Some people seem to think that behavior is behavior only when it is a mystery, Hall continued. But once any piece of behavior is understood at the molecular level, it all comes down to metabolism, whether we are talking about the way a weaver ant folds a leaf, a weaverbird weaves a hanging nest, a human being learns and speaks Swahili, or a fly rises with the dawn and settles down at dusk. “Benzer was once subjected, in my earshot,” Hall said, “to some dumb question like ‘Is that the mind or the brain?’ But every aspect of mind and brain is ultimately metabolism! What do we think? Some kind of electric aura hovers around our heads?” We still seem to want something outside the mechanism, Hall said, some deus ex machina to save us from the clockwork that we have been exploring above and inside our heads for the last several centuries.
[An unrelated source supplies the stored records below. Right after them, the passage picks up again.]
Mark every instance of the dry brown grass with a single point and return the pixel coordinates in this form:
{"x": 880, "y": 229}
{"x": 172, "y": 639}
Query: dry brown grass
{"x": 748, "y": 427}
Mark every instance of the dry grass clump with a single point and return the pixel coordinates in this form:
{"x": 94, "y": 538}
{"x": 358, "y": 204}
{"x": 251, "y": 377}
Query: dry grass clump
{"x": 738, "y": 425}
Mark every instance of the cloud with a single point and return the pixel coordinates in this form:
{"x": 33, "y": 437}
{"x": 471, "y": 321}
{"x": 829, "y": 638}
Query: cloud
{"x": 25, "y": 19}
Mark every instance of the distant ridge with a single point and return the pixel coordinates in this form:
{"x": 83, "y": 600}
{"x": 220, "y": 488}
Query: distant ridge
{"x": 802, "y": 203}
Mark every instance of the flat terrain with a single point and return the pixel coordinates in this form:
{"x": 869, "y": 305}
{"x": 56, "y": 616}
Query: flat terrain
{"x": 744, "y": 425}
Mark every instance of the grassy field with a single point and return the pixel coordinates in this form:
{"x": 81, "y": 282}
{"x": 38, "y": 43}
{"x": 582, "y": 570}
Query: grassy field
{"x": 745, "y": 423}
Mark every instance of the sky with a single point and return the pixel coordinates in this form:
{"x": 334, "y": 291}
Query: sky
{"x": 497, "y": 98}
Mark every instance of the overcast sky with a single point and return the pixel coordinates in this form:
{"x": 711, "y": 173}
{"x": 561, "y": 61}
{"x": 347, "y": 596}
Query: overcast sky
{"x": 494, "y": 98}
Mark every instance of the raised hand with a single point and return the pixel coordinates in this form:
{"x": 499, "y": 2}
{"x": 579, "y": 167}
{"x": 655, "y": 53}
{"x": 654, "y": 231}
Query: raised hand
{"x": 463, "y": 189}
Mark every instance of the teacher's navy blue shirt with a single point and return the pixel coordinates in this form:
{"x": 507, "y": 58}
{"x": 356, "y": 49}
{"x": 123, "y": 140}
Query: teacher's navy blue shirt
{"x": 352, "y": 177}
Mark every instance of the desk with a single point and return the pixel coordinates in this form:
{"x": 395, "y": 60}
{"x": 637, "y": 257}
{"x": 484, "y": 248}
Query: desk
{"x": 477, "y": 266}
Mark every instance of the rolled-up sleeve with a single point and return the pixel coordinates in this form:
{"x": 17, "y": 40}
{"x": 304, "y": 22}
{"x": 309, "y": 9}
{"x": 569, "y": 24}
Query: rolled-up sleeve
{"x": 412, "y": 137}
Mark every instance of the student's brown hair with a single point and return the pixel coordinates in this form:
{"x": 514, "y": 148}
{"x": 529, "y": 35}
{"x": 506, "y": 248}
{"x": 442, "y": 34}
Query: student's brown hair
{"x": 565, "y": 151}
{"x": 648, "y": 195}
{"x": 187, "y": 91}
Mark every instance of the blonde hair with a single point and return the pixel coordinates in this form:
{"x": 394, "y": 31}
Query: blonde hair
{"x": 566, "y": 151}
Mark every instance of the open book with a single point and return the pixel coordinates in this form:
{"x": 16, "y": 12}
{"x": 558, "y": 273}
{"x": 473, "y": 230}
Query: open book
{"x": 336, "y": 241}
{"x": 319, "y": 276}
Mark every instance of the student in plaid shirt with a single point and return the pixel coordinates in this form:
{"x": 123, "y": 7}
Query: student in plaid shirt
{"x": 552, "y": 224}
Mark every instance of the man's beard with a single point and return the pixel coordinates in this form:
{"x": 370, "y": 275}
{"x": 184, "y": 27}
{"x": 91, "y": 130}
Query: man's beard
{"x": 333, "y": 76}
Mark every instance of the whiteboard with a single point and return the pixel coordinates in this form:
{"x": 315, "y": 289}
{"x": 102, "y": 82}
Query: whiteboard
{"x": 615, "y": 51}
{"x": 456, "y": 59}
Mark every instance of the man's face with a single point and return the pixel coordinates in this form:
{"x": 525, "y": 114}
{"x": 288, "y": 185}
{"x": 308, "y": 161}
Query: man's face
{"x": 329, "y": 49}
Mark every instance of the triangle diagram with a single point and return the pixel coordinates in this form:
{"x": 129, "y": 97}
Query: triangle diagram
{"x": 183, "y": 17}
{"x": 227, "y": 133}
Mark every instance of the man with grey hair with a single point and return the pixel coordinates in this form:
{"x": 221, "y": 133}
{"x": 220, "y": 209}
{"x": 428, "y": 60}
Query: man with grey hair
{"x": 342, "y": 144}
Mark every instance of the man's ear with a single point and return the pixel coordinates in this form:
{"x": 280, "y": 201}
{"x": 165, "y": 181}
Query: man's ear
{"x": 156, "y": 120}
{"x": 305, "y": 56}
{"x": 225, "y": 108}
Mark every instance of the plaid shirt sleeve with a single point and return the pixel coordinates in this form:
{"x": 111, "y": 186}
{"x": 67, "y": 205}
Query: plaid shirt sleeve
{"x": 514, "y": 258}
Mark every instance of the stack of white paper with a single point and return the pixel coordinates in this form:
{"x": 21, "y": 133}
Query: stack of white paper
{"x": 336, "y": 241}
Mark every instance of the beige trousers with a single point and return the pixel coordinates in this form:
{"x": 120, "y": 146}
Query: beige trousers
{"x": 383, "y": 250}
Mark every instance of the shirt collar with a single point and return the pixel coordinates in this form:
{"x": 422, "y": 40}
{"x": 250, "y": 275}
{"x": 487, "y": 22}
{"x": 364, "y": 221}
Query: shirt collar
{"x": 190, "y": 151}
It is now time for us to accept that behavior is as much a part of the material world as the stars above us and the atoms inside us. All behavior turns on molecular clockwork, Hall said, yet all behavior is fascinating.
People who don’t believe in relativity don’t understand relativity. People who don’t believe in evolution don’t understand evolution. And it’s the same with genetics. And I think some people are just reluctant to let their imaginations run.
My feeling is that molecular biologists are going to move into psychology and take over the field. I think that’s the way psychology is going to be rejuvenated.
For all species, including our own, the true figure of life is a perching bird, a passerine, alert and nervous in every part, ready to dart off in an instant. Life is always poised for flight. From a distance it looks still, silhouetted against the bright sky or the dark ground; but up close it is flitting this way and that, as if displaying to the world at every moment its perpetual readiness to take off in any of a thousand directions.